Uit ongeveer dezelfde tijd dateert de vertolking van Wolfgang Gönnenwein. Het gaat om het typische werk van een gedegen Kapellmeister, maar is gelukkig niet prozaïsch. De evangelist van Theo Altmeyer heeft zijn vocale beperkingen, maar Franz Crass is een heel wijze en sonore Christus. Een van de mooiste momenten komt met ‘Nun ist der Herr zur Ruh’ gebracht’: zo ontwapenend vredig en treffend klinkt dat afscheid zelden.

Het is een periode waarin Duits provincialisme in hoge mate letterlijk de toon aangeeft. Dappere uitvoeringen van goede middelmaat maar zonder bijzondere aantrekkingskracht zijn het resultaat. Te noemen zijn Kurt Thomas die in Agnes Giebel een sopraan van formaat ter beschikking had, maar verder niet boven de middelmaat uitkwam.
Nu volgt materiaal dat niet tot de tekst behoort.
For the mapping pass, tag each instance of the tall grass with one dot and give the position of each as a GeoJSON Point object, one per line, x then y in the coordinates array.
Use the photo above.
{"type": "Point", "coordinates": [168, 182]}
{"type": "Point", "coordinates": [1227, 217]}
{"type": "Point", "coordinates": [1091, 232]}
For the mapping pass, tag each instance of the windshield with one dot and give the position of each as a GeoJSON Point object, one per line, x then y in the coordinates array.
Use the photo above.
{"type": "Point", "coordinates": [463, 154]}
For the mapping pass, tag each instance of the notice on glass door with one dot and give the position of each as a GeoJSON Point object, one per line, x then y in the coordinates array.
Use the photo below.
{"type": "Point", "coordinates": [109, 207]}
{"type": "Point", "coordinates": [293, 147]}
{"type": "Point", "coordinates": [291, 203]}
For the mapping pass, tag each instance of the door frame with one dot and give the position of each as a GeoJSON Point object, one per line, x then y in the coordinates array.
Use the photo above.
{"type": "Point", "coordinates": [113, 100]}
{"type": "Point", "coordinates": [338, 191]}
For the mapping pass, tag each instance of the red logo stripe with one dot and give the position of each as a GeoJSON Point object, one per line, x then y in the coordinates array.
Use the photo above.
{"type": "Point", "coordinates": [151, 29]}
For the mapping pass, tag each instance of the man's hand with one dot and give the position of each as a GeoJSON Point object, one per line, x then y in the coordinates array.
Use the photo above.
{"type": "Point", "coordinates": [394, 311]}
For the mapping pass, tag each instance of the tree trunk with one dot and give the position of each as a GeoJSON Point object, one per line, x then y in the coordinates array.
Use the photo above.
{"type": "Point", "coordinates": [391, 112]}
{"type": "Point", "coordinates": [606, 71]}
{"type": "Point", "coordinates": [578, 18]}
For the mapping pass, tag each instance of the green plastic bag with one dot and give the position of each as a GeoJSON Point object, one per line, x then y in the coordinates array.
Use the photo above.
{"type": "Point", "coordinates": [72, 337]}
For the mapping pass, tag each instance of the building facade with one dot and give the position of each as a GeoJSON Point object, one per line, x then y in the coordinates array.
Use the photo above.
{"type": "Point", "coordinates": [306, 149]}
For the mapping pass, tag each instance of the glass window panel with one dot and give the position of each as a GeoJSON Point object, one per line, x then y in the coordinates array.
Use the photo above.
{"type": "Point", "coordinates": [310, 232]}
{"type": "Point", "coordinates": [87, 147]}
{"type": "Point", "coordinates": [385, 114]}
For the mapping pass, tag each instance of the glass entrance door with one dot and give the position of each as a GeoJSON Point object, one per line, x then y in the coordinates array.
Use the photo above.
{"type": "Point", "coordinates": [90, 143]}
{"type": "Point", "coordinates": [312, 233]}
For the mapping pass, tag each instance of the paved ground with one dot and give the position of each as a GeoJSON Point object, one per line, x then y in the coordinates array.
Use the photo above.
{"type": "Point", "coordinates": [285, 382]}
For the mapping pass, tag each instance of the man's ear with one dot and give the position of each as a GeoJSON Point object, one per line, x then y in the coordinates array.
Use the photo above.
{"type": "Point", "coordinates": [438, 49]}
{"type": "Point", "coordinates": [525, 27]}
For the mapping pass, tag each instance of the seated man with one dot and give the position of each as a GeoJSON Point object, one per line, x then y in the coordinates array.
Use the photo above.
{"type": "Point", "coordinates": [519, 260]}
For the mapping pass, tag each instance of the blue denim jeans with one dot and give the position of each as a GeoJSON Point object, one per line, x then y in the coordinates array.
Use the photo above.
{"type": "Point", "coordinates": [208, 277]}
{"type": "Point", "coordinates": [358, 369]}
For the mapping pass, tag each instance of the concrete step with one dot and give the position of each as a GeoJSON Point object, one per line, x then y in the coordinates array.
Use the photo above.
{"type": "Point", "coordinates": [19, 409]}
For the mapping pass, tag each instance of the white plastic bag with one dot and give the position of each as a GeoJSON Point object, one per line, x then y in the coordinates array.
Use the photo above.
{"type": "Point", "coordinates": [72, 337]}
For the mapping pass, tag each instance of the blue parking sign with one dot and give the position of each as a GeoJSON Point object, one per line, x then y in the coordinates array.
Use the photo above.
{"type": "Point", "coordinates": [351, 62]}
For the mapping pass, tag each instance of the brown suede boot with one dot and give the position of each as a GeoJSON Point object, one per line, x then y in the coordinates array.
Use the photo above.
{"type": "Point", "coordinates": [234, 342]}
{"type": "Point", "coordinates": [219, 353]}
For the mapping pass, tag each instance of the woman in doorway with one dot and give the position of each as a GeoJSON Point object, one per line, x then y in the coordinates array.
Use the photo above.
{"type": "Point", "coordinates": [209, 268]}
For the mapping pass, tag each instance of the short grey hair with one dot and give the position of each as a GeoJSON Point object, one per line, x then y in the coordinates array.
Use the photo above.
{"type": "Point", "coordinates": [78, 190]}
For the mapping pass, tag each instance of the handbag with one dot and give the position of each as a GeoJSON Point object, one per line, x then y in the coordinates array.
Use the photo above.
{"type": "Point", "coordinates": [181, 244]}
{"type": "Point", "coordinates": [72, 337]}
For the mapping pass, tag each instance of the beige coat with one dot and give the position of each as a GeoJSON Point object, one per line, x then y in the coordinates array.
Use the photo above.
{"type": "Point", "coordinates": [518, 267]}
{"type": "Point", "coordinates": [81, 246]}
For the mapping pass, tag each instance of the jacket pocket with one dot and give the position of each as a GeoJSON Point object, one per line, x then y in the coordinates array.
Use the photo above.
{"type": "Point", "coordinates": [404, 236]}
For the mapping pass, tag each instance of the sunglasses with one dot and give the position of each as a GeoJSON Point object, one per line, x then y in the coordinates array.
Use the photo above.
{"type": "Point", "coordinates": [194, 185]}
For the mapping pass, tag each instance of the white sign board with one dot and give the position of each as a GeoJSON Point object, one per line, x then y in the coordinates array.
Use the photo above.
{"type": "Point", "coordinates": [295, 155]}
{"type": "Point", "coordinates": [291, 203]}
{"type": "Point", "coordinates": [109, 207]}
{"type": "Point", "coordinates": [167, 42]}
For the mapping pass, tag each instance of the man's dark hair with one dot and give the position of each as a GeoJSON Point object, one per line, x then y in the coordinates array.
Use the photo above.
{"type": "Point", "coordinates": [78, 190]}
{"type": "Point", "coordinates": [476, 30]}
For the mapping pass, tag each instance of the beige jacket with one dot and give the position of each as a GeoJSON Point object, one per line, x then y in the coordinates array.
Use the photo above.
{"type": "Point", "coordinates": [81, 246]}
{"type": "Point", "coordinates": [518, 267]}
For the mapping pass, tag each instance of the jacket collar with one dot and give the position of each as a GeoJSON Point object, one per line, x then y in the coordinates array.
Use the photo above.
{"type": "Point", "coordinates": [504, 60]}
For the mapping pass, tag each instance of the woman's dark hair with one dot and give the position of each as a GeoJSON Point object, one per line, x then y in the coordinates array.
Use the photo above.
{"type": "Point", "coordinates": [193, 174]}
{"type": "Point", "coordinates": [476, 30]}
Dan Erhard Mauersberger die tot de gestaalde muzikale Oost Duitse kaders behoorde en een dienovereenkomstig geharnaste lezing geeft in 1970. De solisten zijn onderdemaats op de evangelist van Peter Schreier na. De enige lichtpunten in de vertolking van Mogens Wöldike uit 1960 zijn de fraaie sopraan van Teresa Stich-Randall en de alt van Hilde Rössl-Majdan; ook de evangelist Uno Ebrelius overtuigt. In de eveneens uit 1960 daterende opname van Heinz- Markus Göttsche  vallen alleen evangelist Matti Juhani Piiponen en alt Ortrun Wenkel positief op; verder overheerst een haast ongeïnteresseerde routine. Het enige glanspunt in de opname van Ljubomir Romansky uit 1963 is Fritz Wunderlich als evangelist en tenoraria zanger.

Beter brengt Eugen Jochum het er af in zijn traditionele Concertgebouw uitvoering uit 1965. Ook hier een kapelmeesterachtige inslag, maar dan met een extra dosis naar de katholieke kerk neigende waardigheid. Schools is het zeker niet en de muzikale oordeelskracht is zuiver. Ernst Häfliger toont zich eens temeer een groot evangelist. Agnes Giebel zorgt in ‘Aus Liebe” weer voor een hoogtepunt.

De interpretatie van Herbert von Karajan uit 1972 haalt niet bij zijn vroegere. Het is alles te gestroomlijnd, te homogeen, te gladjes helaas. De muziek krijgt geen dwingend karakter en sterft in uiterlijke schoonheid.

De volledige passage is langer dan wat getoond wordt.